There’s only one way to deal with this sort of scene.
I pelt down the alleyway and only start breathing again when I’m like a mile away.
9
THEM BLIGHTERS ARE on TV again.
The sound’s turned off, so the only noise in the little lounge in my flat is Gail’s blubbing. She stopped trying to hide it a couple of minutes into the news segment.
I’m watching all them American politicians standing behind desks and talking straight to the camera. They’re making excuses, just like Auntie Alice did. They look all pretend-surprised, like they never expected that shooting missiles would wind up with anything being dead. ‘Who me?’ says the President, probably.
Soon enough, the news switches over to showing the other folks. There’s like a million Canada people and they’re all wearing black. Some are inside some church or other, but most of them are watching on a massive TV outside in the rain. And now there’s some guy in a suit who’s maybe the king of Canada or whatever, and he looks like he can’t hardly say nothing at all, he’s so choked up.

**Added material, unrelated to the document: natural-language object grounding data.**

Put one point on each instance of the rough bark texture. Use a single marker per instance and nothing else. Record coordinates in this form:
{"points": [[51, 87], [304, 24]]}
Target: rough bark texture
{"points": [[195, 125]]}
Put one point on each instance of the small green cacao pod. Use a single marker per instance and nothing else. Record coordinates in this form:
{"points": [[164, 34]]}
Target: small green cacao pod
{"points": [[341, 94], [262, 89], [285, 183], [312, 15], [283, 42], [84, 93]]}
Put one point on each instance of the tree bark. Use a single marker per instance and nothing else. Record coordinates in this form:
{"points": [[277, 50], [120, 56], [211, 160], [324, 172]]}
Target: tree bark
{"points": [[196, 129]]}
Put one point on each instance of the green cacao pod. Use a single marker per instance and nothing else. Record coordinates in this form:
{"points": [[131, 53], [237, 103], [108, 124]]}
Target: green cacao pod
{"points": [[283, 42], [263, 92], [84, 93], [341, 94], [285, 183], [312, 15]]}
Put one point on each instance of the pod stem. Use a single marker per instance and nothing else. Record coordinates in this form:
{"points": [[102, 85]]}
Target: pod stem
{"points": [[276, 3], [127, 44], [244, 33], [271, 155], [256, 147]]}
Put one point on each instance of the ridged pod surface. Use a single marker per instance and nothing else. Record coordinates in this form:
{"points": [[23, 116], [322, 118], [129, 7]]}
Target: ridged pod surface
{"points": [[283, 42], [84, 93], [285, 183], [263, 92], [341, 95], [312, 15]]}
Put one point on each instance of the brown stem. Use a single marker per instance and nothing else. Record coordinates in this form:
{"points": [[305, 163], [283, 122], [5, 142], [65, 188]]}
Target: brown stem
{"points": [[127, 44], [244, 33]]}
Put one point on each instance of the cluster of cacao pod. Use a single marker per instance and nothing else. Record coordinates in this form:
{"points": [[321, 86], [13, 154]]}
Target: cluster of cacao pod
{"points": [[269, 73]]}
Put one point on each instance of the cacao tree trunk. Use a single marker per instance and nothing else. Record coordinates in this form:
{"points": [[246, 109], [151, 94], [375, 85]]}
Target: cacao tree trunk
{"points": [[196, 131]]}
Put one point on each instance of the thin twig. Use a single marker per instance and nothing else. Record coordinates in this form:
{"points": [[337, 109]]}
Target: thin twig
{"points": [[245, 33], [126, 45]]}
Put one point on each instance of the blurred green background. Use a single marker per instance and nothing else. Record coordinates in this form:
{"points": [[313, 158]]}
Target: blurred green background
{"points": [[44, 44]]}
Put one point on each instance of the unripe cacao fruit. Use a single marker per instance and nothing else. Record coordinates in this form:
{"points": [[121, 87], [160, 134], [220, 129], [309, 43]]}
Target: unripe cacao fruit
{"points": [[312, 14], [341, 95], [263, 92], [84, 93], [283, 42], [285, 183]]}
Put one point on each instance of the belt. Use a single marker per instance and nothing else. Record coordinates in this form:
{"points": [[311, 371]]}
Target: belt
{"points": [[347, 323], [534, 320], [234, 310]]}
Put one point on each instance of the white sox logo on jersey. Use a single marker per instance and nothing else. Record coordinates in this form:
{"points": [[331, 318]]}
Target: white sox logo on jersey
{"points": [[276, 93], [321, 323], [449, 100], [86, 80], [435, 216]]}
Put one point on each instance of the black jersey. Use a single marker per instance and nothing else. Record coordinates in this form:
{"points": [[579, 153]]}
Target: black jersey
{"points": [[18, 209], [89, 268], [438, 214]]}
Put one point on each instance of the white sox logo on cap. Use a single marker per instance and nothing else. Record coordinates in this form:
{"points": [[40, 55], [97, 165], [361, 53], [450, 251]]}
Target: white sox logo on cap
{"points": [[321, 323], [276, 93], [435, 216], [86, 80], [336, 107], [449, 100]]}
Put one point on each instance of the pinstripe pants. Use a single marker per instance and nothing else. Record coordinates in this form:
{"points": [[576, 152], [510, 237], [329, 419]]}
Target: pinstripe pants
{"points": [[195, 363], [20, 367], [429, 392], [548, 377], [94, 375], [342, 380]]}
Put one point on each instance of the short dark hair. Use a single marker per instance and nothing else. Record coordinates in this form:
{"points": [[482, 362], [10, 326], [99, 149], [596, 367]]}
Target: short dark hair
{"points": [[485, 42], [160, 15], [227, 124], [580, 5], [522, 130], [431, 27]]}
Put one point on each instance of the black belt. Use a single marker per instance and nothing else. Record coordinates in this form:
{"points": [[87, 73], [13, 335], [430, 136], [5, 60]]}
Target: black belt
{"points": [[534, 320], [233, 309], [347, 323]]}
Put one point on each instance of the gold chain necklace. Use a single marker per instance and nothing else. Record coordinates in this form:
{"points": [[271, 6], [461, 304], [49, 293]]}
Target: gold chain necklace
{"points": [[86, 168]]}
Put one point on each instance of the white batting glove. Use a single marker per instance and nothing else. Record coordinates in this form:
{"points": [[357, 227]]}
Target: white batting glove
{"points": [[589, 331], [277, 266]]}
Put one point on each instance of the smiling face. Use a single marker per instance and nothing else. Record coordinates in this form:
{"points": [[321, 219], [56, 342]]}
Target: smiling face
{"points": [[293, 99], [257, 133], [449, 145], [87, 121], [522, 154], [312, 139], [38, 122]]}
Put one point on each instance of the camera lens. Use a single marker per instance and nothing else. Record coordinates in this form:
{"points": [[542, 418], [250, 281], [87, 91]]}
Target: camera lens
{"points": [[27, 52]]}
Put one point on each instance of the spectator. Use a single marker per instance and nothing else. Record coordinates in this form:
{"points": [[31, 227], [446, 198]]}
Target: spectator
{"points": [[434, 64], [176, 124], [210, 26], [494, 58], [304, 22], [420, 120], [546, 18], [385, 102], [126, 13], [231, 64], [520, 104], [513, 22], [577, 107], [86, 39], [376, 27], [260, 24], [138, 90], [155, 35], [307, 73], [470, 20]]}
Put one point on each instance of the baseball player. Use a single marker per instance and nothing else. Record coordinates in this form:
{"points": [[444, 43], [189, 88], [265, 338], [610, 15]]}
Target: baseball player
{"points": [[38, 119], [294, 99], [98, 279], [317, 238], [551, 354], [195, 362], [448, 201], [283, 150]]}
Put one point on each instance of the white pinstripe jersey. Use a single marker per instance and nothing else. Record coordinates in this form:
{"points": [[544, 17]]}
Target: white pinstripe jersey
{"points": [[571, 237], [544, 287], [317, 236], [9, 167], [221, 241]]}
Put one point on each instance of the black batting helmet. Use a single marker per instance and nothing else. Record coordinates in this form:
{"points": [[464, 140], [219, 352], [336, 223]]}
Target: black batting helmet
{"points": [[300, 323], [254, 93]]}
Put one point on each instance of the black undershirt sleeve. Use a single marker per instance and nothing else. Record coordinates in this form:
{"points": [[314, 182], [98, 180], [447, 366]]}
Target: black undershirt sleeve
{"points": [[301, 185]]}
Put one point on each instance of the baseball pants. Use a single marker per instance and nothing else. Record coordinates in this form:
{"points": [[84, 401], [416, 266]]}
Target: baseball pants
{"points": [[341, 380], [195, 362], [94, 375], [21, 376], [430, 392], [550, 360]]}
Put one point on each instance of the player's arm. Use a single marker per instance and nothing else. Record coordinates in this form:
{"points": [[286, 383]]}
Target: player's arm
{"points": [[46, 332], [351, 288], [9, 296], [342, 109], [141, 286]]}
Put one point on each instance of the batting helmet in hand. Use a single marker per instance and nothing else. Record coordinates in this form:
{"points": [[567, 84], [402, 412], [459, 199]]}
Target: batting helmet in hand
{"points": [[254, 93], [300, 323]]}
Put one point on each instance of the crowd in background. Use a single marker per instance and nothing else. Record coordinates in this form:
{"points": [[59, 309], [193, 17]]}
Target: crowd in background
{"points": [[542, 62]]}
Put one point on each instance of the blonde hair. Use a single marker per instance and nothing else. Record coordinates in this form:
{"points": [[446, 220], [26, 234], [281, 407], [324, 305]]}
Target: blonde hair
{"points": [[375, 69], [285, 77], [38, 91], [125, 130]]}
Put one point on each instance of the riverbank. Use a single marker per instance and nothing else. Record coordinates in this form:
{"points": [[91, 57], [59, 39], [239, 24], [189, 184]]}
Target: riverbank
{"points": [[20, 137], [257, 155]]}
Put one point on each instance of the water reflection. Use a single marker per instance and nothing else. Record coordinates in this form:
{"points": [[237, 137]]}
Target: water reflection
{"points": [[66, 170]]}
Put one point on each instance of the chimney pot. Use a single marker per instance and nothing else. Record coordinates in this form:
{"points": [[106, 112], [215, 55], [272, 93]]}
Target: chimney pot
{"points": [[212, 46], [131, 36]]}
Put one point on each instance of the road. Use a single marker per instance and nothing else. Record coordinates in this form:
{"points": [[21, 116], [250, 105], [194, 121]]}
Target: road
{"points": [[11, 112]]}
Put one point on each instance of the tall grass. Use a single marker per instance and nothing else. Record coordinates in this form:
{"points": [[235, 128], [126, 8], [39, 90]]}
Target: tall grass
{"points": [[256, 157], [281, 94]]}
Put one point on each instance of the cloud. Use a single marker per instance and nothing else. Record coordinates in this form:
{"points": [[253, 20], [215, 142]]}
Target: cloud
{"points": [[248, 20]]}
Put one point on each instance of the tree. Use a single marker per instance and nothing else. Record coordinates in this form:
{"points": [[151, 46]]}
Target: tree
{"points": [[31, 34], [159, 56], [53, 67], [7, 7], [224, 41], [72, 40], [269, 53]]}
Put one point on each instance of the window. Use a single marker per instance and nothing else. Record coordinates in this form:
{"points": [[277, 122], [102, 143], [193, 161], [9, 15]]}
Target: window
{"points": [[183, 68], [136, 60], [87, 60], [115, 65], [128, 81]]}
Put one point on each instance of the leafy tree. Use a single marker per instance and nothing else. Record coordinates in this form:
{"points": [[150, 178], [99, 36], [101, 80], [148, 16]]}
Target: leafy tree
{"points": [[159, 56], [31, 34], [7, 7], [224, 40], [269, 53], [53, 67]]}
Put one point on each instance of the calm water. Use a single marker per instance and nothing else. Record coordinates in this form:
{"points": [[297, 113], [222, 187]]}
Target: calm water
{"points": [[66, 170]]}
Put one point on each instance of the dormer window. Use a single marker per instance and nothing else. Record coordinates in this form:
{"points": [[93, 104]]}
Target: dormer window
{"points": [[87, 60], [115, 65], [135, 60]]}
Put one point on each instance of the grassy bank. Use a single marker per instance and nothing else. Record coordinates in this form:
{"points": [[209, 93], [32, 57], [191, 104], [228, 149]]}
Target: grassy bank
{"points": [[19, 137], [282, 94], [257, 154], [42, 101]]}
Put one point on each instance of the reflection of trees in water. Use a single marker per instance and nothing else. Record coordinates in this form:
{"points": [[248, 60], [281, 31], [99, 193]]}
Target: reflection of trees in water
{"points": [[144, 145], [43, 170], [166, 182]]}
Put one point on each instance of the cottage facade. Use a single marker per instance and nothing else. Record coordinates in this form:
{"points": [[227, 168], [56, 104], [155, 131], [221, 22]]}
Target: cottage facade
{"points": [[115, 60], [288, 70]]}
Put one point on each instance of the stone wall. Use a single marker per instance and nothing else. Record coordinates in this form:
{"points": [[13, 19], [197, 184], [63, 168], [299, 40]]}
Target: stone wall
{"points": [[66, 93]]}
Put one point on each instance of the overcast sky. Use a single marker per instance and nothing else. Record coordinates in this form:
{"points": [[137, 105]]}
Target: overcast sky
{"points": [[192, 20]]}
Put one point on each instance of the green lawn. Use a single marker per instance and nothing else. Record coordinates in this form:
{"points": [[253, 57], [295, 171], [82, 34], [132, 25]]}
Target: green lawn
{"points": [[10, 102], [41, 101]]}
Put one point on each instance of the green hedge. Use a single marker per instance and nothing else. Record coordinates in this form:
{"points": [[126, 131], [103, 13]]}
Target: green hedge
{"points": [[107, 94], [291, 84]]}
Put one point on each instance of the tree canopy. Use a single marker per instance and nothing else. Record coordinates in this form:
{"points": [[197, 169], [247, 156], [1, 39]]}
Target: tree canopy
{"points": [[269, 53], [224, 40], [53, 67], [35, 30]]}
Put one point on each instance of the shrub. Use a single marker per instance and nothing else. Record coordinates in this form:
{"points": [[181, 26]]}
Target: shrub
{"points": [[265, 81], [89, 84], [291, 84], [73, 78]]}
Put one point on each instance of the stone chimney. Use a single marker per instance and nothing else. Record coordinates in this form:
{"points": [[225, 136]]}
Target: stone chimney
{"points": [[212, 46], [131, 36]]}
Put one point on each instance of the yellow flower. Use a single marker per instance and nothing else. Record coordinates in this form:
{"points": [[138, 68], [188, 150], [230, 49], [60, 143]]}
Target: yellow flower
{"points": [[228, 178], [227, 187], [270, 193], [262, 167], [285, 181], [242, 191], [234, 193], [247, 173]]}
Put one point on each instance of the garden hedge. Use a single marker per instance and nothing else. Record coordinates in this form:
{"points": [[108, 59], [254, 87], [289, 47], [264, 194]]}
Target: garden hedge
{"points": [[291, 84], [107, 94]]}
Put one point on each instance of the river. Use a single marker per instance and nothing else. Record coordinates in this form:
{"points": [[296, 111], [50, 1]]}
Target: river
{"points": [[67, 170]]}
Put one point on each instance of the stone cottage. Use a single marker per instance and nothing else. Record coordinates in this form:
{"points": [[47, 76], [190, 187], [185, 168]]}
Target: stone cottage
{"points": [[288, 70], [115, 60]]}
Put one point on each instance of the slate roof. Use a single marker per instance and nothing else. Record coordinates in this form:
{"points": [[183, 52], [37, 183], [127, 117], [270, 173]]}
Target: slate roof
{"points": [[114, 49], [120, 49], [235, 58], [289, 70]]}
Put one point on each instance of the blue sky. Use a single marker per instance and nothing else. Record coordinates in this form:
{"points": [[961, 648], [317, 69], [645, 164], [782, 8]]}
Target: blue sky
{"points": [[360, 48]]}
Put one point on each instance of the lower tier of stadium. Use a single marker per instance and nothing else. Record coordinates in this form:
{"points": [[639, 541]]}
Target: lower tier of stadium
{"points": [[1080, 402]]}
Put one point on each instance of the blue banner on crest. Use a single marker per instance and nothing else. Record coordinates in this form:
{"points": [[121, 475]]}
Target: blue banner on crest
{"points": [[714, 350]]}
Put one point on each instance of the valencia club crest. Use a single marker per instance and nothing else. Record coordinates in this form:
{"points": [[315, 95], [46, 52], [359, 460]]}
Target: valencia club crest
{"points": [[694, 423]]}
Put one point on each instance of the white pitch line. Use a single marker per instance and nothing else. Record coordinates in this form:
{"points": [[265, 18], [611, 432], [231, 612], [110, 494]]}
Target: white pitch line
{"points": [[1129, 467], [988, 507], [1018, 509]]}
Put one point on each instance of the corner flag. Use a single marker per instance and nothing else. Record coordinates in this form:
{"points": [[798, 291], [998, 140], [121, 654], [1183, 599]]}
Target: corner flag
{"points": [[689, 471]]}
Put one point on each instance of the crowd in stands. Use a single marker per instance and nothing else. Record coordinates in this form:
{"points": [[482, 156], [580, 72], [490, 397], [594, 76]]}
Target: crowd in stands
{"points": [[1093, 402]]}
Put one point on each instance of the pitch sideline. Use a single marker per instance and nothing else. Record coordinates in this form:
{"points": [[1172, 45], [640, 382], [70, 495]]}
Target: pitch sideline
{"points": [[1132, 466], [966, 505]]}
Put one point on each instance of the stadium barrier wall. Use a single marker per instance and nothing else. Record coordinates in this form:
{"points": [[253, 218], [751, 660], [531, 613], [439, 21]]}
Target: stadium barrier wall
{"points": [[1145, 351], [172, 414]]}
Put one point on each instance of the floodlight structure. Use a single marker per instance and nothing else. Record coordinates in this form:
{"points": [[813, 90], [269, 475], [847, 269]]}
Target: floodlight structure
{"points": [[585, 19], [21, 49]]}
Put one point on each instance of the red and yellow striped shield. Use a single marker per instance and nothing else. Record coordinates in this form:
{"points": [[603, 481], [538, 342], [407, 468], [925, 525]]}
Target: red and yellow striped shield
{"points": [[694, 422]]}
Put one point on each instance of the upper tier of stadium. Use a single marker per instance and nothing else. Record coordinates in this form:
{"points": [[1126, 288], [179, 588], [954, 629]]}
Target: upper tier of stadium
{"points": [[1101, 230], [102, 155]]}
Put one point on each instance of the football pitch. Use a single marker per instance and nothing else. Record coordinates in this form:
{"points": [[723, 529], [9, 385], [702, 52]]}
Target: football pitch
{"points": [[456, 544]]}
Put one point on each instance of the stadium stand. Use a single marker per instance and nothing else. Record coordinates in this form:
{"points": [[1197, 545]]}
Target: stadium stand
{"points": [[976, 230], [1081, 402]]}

It seems like everyone’s pissed off, one way or another. I can tell the news segment’s nearly over because it’s been ages since an ad break and I could do with a wee. And it’s only now, right at the end, that they actually show the Blighter. First we get to see it back in its prime, if that’s the right way to describe a massive slug. It’s that same zoomed-in video from just before the standoff at the border. If the sound was turned up I bet there’d be sad piano music, a Meatloaf ballad or something. Gail manages another sniffle.
Then we get the money shot. Now the Blighter’s slumped on the back of a huge truck, being dragged back to the wilds of Canada now that the Americans owned up about pilfering it the other night, and then all that shooting and shouting and then look what happened. To be honest, a Blighter looks pretty much the same dead as it does alive, except maybe a bit saggy off to one side. I’m sort of disappointed. When they said it’d been shot I expected it to be properly in bits, or at least with a hole you could see, and then maybe they’d have some video of it going down like a bouncy castle with a puncture. But no. Maybe that’s just the way it goes. Dead things are just like alive things, except without a future.